Packing council chambers to standing-room only, speakers denied locals would see any benefit from such a facility and accused council of keeping residents in the dark about it.
“What I have been able to ascertain is that never was the parkade ever a part of previous planning discussions around the OCP, so the people have never had a say in this matter,” charged Roger Bockstael, a Vidal Street resident. “So how did it end up in the OCP if it was never discussed and the taxpaying voters were never given an opportunity to speak to it?
“We are crying foul on this.”
Bockstael was among around 100 residents to fill council chambers for the hearing, which lasted three hours.
Scheduled as an opportunity for residents to provide feedback on the city’s proposed new official community plan, the majority of comments were directed at the parkade plan, which is identified in the OCP as a strategy to help reduce “surface” parking in the waterfront area.
The 170-page document specifically identifies “provision of a new facility at Victoria Avenue and Vidal Street” regarding managing parking supply and demand in the waterfront areas.
The proposed structure was the sole item discussed at the city’s land-use meeting, held just prior to the public hearing. At that meeting, officials with the city’s planning department presented a report on “what the proposed facility could look like.”
Director of planning and development services Carl Johannsen noted that such a facility “has been under consideration for some time.” According to a planning department report, a parkade study prepared for the city in July 2003 concluded that a multi-level parking facility should be built at Victoria and Vidal.
Peace Arch News reported in May 2012 that construction of a parkade was among more than two dozen suggestions proposed to address parking concerns – including a shortage of peak-season spots – on the waterfront.
Johannsen told the land-use committee Monday that there is a “solid rationale” for the city-driven proposal, which would be up to six storeys high and would add “300 or so” parking spaces.
Cost estimates range from $9.25 million for a four-storey structure to $13.015 million for a six-storey facility; the city has a budget of $9.1 million.
To proceed, it requires OCP and zoning amendments, as well as a development variance permit, for the four adjoining city-owned properties at Victoria and Vidal. The changes, if approved, would redesignate the properties as institutional and utility, and rezone the site for civic/institutional use.
If the proposed OCP is adopted, however, the requested OCP amendment would not be required, noted planning manager Carl Isaak.
Coun. Helen Fathers told staff she was “a little bit surprised” to see six storeys in the report.
“I always thought it was going to be three to four storeys,” she said, predicting the higher number “will create angst” among the public.
Fathers encouraged it be made clear the plan is for “up to” six storeys.
Coun. Lynne Sinclair expressed concern with a plan for the exit/entrance to be located off Vidal, where “it’s quite a bottleneck.”

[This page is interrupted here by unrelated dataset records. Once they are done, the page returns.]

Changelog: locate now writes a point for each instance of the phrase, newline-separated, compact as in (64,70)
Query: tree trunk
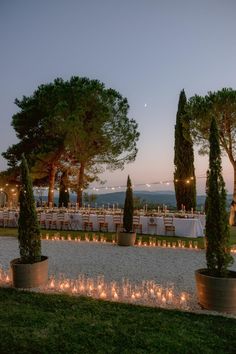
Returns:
(80,185)
(234,166)
(52,174)
(232,216)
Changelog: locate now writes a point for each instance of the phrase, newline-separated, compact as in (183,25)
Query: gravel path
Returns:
(162,265)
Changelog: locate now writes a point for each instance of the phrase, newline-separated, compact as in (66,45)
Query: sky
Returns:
(148,50)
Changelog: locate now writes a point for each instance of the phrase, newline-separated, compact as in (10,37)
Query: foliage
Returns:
(217,228)
(185,192)
(77,121)
(64,196)
(28,227)
(222,105)
(66,324)
(128,208)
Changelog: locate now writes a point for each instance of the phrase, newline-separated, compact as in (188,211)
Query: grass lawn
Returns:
(39,323)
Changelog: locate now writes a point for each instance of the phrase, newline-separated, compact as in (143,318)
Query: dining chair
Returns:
(136,224)
(169,224)
(117,221)
(5,218)
(152,226)
(87,224)
(103,224)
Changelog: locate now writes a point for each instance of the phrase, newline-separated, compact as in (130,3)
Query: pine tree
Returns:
(128,208)
(28,227)
(184,174)
(217,229)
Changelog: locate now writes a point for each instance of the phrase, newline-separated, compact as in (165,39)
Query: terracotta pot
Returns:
(215,293)
(126,238)
(29,275)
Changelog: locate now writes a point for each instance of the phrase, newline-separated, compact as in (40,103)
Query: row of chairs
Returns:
(7,219)
(137,226)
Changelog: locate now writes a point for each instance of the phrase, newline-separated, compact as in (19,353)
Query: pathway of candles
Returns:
(152,241)
(146,293)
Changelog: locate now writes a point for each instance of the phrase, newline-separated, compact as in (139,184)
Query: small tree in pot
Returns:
(127,237)
(216,285)
(31,269)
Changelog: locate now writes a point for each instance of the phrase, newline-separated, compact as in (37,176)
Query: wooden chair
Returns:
(152,226)
(60,220)
(103,225)
(13,219)
(5,218)
(1,218)
(117,222)
(87,224)
(42,222)
(48,220)
(136,224)
(54,221)
(169,224)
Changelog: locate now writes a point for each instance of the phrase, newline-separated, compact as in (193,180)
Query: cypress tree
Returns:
(128,208)
(217,229)
(64,196)
(28,226)
(184,174)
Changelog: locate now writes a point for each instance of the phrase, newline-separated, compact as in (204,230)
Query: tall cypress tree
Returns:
(128,207)
(184,174)
(28,227)
(217,230)
(64,196)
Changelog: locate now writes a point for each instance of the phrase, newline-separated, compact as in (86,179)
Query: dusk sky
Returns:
(148,50)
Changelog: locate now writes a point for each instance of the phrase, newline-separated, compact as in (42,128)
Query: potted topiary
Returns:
(127,237)
(31,269)
(216,285)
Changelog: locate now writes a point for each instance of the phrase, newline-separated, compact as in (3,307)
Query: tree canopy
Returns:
(78,122)
(222,105)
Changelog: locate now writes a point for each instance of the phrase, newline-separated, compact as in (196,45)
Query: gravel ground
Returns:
(162,265)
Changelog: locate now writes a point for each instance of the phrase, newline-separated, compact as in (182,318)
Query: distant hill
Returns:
(144,197)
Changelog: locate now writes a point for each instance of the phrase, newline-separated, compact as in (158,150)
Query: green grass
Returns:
(109,235)
(39,323)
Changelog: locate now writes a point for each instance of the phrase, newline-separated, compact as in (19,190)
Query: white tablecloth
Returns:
(187,227)
(183,226)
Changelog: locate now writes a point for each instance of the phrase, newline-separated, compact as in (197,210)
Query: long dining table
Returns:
(186,227)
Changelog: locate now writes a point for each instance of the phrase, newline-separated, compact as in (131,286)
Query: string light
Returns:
(113,188)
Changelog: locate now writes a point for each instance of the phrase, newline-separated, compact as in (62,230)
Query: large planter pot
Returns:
(29,275)
(215,293)
(126,238)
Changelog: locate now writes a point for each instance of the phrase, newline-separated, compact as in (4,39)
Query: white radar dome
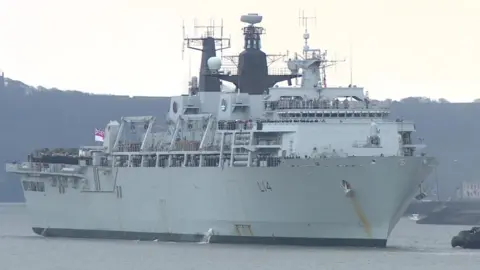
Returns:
(214,63)
(251,18)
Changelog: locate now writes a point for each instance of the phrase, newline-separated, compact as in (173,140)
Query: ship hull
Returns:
(216,239)
(301,202)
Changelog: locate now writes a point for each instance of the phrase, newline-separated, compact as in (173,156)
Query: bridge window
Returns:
(33,186)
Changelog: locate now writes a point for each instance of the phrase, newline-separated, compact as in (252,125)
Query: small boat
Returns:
(467,239)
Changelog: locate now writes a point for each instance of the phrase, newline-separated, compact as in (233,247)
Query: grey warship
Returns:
(307,164)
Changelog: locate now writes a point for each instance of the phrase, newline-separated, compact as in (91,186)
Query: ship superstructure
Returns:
(303,165)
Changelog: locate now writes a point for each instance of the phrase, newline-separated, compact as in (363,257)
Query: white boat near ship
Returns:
(293,165)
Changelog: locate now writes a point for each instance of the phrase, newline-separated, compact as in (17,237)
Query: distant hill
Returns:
(35,117)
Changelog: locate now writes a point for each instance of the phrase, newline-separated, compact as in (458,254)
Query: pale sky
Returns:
(133,47)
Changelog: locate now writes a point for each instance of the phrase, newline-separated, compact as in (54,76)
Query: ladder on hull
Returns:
(241,151)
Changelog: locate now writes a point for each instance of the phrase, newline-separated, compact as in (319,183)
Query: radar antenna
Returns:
(303,21)
(208,43)
(309,54)
(209,31)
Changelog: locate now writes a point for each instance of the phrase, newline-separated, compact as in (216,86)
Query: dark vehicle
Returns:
(467,239)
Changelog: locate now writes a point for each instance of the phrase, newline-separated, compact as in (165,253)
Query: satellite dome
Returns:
(251,18)
(292,66)
(214,63)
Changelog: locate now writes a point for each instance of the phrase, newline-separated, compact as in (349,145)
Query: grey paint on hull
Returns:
(438,123)
(220,239)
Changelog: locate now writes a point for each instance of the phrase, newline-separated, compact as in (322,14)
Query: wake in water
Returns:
(207,236)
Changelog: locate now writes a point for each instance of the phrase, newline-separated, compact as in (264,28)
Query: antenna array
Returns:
(207,31)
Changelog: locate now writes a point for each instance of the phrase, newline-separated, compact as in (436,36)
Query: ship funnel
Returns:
(214,64)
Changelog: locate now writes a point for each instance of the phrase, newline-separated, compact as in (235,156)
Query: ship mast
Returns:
(314,61)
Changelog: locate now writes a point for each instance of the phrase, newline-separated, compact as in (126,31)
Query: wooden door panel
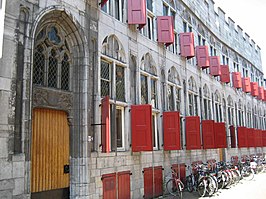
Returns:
(49,150)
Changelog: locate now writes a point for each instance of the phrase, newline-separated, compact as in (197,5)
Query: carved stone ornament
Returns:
(48,98)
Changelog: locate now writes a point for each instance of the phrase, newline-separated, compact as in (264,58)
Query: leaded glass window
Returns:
(51,62)
(120,83)
(144,89)
(105,78)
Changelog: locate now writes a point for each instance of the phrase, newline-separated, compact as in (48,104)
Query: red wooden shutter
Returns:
(137,12)
(193,133)
(241,136)
(180,169)
(258,138)
(123,184)
(250,137)
(141,125)
(171,126)
(225,74)
(187,48)
(246,84)
(158,181)
(165,29)
(208,134)
(215,66)
(109,186)
(220,135)
(254,89)
(105,133)
(237,83)
(148,182)
(202,54)
(261,93)
(233,136)
(103,2)
(264,138)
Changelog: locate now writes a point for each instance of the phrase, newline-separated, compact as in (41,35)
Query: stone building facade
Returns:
(60,59)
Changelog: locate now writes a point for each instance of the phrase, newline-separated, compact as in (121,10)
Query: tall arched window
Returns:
(148,80)
(255,118)
(249,116)
(51,62)
(192,97)
(173,90)
(217,107)
(206,103)
(149,90)
(113,69)
(112,83)
(230,110)
(240,114)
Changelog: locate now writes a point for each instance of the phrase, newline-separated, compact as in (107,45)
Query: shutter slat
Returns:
(254,89)
(220,135)
(141,125)
(208,134)
(225,74)
(246,84)
(123,184)
(171,125)
(202,54)
(109,186)
(137,12)
(187,48)
(237,82)
(215,66)
(193,132)
(165,29)
(105,133)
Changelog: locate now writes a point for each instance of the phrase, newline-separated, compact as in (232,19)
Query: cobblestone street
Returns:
(254,189)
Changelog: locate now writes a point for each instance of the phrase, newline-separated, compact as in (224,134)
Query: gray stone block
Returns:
(7,184)
(3,147)
(19,186)
(6,194)
(18,169)
(5,170)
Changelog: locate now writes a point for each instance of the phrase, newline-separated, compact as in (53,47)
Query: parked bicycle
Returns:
(174,185)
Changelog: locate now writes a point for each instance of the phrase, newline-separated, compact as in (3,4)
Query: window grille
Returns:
(51,64)
(105,78)
(120,83)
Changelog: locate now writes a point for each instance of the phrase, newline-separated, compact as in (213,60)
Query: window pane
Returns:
(105,78)
(190,101)
(165,10)
(178,99)
(52,71)
(144,90)
(65,73)
(170,98)
(153,93)
(149,5)
(120,83)
(38,67)
(119,126)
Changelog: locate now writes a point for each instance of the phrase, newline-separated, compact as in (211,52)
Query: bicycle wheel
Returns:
(211,186)
(202,186)
(248,174)
(173,188)
(189,184)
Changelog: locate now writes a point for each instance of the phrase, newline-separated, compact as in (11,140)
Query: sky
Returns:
(250,15)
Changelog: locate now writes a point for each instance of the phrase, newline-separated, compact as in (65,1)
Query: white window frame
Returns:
(123,127)
(149,78)
(155,132)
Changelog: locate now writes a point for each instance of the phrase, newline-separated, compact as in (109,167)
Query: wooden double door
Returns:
(49,154)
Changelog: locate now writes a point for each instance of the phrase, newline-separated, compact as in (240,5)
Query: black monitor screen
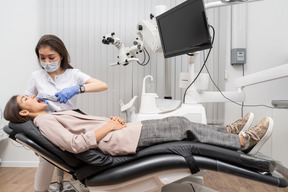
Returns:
(184,29)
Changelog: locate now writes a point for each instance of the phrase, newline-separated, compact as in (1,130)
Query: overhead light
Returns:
(233,1)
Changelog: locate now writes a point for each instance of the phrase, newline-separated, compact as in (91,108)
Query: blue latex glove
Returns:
(45,101)
(67,93)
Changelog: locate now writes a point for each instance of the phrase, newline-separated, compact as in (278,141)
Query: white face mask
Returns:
(50,67)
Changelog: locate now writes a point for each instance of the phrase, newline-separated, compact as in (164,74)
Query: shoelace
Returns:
(253,132)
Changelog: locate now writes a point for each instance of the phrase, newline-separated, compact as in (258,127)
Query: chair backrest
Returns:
(29,130)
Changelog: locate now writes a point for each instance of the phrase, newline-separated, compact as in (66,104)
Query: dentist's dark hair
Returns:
(11,111)
(57,45)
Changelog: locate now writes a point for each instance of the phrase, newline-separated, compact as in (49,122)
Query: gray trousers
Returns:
(179,128)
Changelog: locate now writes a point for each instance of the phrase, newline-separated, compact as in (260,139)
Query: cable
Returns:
(242,105)
(144,60)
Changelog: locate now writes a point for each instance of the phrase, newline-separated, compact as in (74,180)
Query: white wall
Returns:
(18,36)
(267,46)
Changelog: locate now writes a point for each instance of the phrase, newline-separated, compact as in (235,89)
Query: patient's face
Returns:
(31,103)
(47,54)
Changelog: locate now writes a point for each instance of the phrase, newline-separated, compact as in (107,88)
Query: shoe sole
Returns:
(267,135)
(249,123)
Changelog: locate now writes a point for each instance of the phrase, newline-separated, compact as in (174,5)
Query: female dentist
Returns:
(58,81)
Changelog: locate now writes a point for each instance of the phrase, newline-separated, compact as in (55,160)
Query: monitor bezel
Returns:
(184,50)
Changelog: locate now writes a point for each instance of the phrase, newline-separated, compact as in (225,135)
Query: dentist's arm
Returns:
(94,85)
(91,85)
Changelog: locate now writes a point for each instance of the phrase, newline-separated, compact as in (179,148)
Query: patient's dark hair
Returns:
(57,45)
(11,111)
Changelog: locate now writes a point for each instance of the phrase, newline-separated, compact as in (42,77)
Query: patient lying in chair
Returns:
(74,131)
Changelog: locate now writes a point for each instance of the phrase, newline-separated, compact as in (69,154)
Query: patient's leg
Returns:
(177,128)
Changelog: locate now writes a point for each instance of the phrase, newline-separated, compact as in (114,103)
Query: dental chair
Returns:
(151,168)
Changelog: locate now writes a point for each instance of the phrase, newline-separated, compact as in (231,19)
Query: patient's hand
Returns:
(116,125)
(116,118)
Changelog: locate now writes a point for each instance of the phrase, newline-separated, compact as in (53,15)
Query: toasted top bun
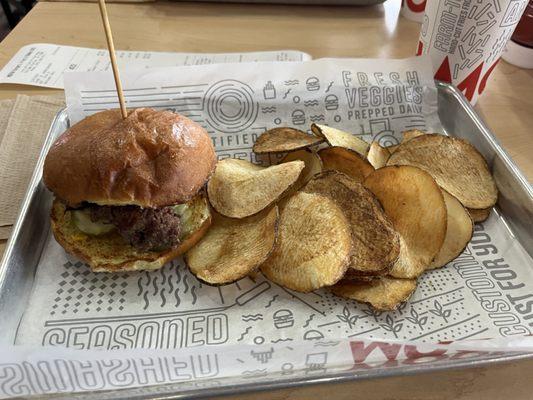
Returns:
(150,159)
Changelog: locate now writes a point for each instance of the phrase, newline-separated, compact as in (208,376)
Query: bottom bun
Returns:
(110,252)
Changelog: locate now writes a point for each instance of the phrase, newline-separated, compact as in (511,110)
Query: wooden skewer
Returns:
(111,48)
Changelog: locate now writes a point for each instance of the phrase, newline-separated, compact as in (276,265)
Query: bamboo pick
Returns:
(111,48)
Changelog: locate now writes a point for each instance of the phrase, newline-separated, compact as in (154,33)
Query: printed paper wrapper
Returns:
(485,293)
(413,9)
(466,38)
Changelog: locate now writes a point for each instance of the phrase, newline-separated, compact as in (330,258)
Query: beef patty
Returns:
(144,228)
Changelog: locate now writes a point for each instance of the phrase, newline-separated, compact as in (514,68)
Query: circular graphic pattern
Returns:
(230,106)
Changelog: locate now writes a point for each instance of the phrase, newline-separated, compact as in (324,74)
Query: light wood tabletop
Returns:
(506,106)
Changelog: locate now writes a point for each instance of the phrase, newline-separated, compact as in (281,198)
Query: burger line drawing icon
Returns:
(283,319)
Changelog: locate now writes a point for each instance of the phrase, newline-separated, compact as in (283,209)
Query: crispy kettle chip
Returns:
(455,165)
(377,155)
(233,248)
(414,203)
(239,188)
(375,243)
(459,231)
(346,161)
(314,244)
(384,293)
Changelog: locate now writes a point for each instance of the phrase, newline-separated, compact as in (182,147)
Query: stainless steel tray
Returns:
(25,246)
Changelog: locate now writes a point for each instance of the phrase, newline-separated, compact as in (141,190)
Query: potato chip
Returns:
(375,243)
(408,135)
(313,246)
(313,166)
(415,204)
(279,140)
(479,215)
(377,155)
(384,294)
(455,165)
(336,137)
(392,148)
(346,161)
(458,232)
(239,188)
(233,248)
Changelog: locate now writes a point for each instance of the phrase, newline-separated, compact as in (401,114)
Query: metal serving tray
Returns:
(25,246)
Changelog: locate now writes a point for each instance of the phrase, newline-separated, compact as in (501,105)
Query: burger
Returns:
(129,193)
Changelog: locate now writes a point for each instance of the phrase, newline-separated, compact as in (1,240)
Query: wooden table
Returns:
(506,106)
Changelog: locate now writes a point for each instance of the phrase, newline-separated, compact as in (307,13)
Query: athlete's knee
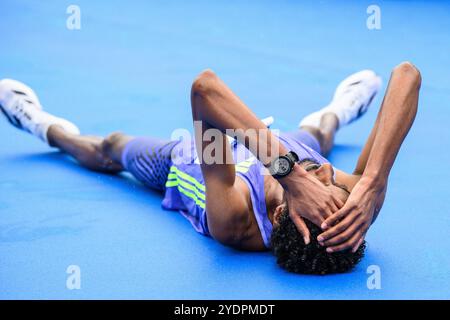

Johannsen said more detail will come to council July 24.
Public hearing attendees were advised a couple of times that a public information meeting on the parkade plan is set for 5-7 p.m. Thursday (July 13) at the Centre for Active Living, 1475 Anderson St.
It didn’t quell their desire to make their concerns known. In addition to feeling they hadn’t been consulted, some said the parkade would encourage transients and nefarious behaviour.
Patrick Ferguson, whose residence looks east over the site, said he is concerned the area will “turn into a place of ill repute.”
“People tend to congregate and urinate in places that are vacant. I stare at a vacant parking lot nine months of the year,” Ferguson said.
Another speaker said the parkade would be “a grotesque and under-utilized facility.”
Attendees who spoke to other aspects of the OCP included Surrey resident Raghbir Gurn. Gurn – noting he had recently acquired six properties on Maple Street and Russell Avenue – expressed concern with the east-side transition zone. It drops to a floor-area ratio that permits up to three storeys from one that gives potential for 13 storeys.
“There is an unfairness there. A disparity has been created,” Gurn said.
Several expressed support for the plan, and encouraged council to increase density.